Bonfire
Architecture

Dual and Triple Workflows

Structured disagreement, not task-splitting. Two or three agents compete on the same problem. A Sage picks the winner.

What it is

For high-stakes work, Bonfire dispatches 2 or 3 Scouts in parallel, each with a different lens or prompt prefix. Their reports land in disjoint file paths. A Sage agent reads all reports and produces a synthesis — not a merge, a decision.

The Sage picks one answer per axis, documents the tradeoff, and hands the synthesis to the next stage.

Where it lives

FileLinesPurpose
workflow/research.py89dual_scout / triple_scout factories
agents/sage/Sage structural prompt

Why this is not task-splitting

Task-splitting asks "which worker gets which sub-problem?" Structured disagreement asks "which of these competing solutions survives synthesis?"

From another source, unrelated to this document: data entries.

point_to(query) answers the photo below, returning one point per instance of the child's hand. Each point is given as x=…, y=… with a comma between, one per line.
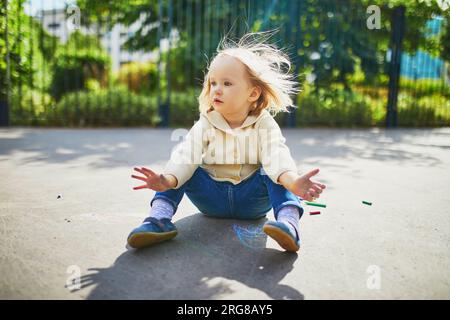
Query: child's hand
x=153, y=181
x=307, y=189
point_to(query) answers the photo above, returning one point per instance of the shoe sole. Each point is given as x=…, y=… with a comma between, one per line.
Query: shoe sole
x=284, y=240
x=144, y=239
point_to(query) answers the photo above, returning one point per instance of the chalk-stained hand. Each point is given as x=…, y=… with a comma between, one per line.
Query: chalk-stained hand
x=152, y=180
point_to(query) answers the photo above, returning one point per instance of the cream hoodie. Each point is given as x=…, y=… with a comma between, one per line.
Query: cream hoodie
x=231, y=154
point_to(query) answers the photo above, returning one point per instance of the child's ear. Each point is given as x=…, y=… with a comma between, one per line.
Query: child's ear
x=254, y=95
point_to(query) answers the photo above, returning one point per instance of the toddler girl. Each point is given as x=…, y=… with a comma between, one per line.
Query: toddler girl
x=234, y=162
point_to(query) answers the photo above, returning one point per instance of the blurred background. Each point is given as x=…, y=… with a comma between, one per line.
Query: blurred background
x=123, y=63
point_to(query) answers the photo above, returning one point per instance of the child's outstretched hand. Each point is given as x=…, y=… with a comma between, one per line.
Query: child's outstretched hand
x=308, y=190
x=157, y=182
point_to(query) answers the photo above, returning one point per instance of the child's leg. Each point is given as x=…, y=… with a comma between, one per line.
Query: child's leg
x=288, y=211
x=258, y=194
x=208, y=195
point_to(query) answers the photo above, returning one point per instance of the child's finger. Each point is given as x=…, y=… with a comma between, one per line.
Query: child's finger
x=164, y=180
x=148, y=171
x=319, y=184
x=316, y=188
x=140, y=178
x=141, y=171
x=140, y=187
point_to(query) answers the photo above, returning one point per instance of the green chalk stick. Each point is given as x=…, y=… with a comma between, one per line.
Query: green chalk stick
x=315, y=204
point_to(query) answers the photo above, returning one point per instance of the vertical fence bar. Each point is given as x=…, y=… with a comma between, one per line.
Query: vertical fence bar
x=168, y=64
x=398, y=26
x=4, y=104
x=30, y=58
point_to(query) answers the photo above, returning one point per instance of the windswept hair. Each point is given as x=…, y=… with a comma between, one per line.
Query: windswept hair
x=267, y=67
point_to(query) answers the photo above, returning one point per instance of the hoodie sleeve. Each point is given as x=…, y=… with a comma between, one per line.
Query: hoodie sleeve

The distinction is load-bearing:

  • Task-splitting gives you a 2x throughput gain on independent work. Nothing more.
  • Structured disagreement gives you quality — two scouts produce genuinely different approaches, the Sage picks the one that survives critique. One of them is always worse; the Sage says so explicitly and documents the tradeoff.

Real example

From the bonfire-website build (BON-278):

  • Scout A flagged "motion budget 3/5, 3-particle cap"
  • Scout B recommended "two-branch render for reduced-motion under SMIL"
  • Scout C found "CSS offset-path, baseline since 2022, retires SMIL entirely"

The synthesis reconciled them: pure CSS (Scout C) makes the two-branch SMIL pattern (Scout B) unnecessary. One scout's work was partially superseded; the synthesis said so explicitly.

Workflow availability

Dual and triple workflows ship on every tier, including free. Tier differentiation happens through model class and vault access, never through workflow access. A free-tier user gets the same dual_scout and triple_scout factories as a paid user.